都勾引了,她要是不买账,多少有点驳人面子,那多不好。
于是还没等周郢躺下,她已经一把给人手扣住了。
周郢没弄明白怎么回事,手里拿着的毛巾被甩在一边,愣愣地问她干嘛。
宁夏手指一路滑到胸肌处,一双桃花眼眨了下,接着操着勾人魂似的音调反问:“你说我想干嘛?”
“你……唔。”
完全不给周郢反应的机会,她直接一个霸王硬上弓,细密的吻就这么将他双唇封堵住了,她的手指沾上了发丝上滴落的水,潮湿的触感混着温热的气息,有股不知名的暧昧。
随后,也不知道是谁的手摸了过去,房间大灯瞬时灭了,只留下一盏半昏不亮的壁灯还在竭力发热。
空旷的房间里一片凌乱,二人的身位也不知在何时发生了变换,虽是宁夏先行挑逗,但最终也是她先软了身子,毫无招架之力。
一夜春光旖旎。
翌日醒来的时候,宁夏已是腰酸背痛,周郢精力实在太好,反复折腾了她一夜,有好几回,她都已经筋疲力尽,推着他说不要了,可他仍乐在其中,不知疲倦。
周郢还在一边睡着,她撩起昨晚被他随意甩在床头柜上的睡衣穿好,心里暗想下次再也不做这种要惹人却反把自己搭进去的事。
“去干嘛?”
她刚坐起来,睡衣刚套上头,就听见周郢懒懒地开口。
“穿衣服。”宁夏回头看他回道。
“不许穿。”
周郢直接手臂一拉,重新把宁夏圈进怀里。
宁夏都不知道后来身上衣服是怎么又被他剥了的,总之就又被忽悠着在晨光初照的清晨里来了一回。
一直到中午,周郢来叫她起床,她才迷迷糊糊地睁了眼。
“吃饭。”
宁夏摇摇头,表示抗议。
“不吃?”周郢轻声问。
语气温柔地和床上仿佛不是一个人,做那件事的事后他更像一头饿极了的野兽,而且是怎么吃都吃不饱的那种。
宁夏扶住他摸着自己脸的手,“我痛。”
“哪里痛?”
周郢像是故意使坏,另一只手从上至下地试探,最终在似花蕊之处定住轻揉了一下。
“你明知故问!”宁夏抓着他手一把甩开。
周郢嗤笑了一声,接着一把抱她起来,让她脑袋搭在自己肩上,随后低声伏在耳边说了句:“那我下回轻点。”

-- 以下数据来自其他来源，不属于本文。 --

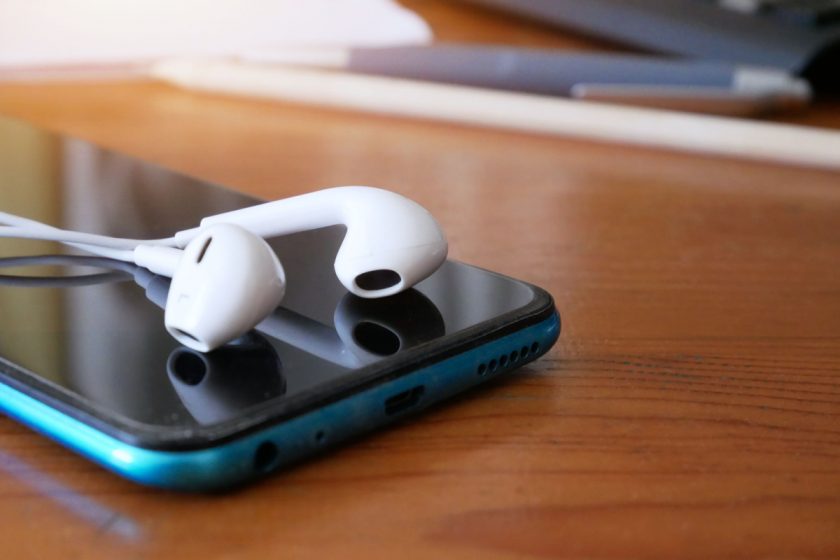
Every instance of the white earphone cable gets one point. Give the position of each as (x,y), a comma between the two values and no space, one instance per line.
(106,246)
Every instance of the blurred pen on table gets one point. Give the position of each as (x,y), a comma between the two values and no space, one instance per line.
(651,81)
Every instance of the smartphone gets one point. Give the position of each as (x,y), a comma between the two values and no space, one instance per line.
(85,358)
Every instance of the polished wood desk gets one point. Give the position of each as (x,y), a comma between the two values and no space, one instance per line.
(689,410)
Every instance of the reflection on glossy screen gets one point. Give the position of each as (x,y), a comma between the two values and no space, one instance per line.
(106,342)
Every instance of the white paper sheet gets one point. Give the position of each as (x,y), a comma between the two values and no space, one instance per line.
(50,33)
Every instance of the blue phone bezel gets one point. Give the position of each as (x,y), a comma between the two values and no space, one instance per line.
(272,447)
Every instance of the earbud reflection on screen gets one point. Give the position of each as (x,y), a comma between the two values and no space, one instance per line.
(225,277)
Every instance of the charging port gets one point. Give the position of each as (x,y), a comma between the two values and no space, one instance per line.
(404,400)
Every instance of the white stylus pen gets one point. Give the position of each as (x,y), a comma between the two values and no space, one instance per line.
(698,85)
(512,111)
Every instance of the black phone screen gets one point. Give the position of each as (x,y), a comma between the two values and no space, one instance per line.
(89,333)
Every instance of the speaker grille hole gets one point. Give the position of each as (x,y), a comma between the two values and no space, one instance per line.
(204,248)
(378,280)
(506,360)
(376,338)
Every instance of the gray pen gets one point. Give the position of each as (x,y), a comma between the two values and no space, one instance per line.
(638,79)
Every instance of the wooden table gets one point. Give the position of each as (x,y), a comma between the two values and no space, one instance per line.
(690,408)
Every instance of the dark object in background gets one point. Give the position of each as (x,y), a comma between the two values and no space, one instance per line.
(800,36)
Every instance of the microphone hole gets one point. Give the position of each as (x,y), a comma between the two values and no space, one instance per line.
(189,368)
(266,457)
(378,280)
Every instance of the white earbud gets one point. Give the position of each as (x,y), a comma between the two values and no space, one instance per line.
(225,277)
(224,282)
(391,242)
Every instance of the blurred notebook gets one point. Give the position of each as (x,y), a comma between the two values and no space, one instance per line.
(799,36)
(90,33)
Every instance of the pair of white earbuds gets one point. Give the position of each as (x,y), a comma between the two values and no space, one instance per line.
(226,278)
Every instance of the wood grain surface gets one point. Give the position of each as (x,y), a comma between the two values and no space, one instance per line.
(689,410)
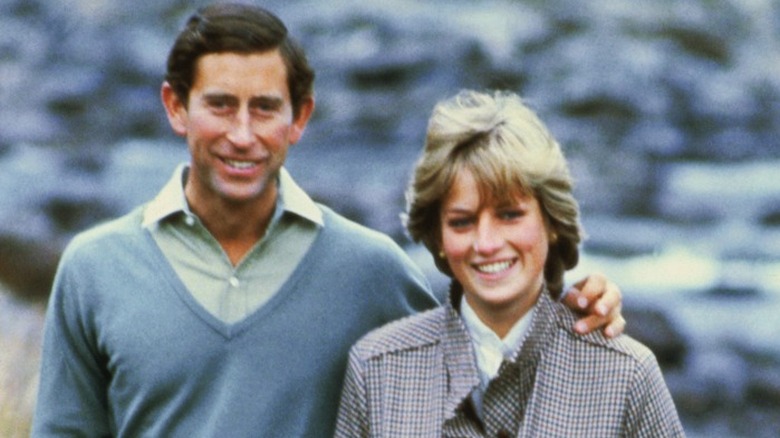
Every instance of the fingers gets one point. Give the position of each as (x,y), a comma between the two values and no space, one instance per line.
(615,328)
(600,300)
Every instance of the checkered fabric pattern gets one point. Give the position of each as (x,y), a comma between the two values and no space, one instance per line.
(413,378)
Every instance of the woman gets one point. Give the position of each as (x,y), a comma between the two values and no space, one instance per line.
(492,199)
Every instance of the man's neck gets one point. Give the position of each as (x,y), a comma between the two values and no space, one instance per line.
(236,226)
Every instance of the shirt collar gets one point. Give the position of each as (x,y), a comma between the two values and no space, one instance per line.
(489,348)
(171,199)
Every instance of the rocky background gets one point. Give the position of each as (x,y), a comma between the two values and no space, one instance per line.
(669,112)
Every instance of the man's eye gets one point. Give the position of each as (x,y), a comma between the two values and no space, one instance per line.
(219,104)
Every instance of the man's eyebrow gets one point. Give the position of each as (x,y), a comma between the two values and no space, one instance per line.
(267,100)
(219,96)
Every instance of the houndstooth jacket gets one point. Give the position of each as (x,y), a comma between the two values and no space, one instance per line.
(413,378)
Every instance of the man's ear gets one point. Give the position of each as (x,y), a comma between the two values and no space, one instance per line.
(175,109)
(300,122)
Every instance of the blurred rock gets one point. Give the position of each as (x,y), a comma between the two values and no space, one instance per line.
(656,330)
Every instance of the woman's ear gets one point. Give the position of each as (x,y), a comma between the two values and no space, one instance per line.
(175,109)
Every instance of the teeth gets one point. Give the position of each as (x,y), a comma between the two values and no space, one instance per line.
(240,164)
(492,268)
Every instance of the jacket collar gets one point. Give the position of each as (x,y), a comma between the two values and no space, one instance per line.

宁夏整个人没力气,也不想和他争论了,就这么软软地贴着他,随后任他给自己穿好了衣服,抱着自己来到浴室。
“要我来吗?”周郢挤好了牙膏,拿着牙刷问她。
“不要。”宁夏接过。
“那我先去盛饭。”
宁夏“嗯”了一声,看着他走出房间。
洗完脸,她才好好地看了下镜子里的自己,睡衣遮住的肩膀处还有着一两个小小的吻痕。
她有点欲哭无泪,虽然不得不承认,自己的确很享受这个过程。
可是!事后真的好痛!
事实证明,人,绝对不能为了一时的美色冲昏头脑,尤其是当美色存在在一个二十多岁的年轻男人身上的时候。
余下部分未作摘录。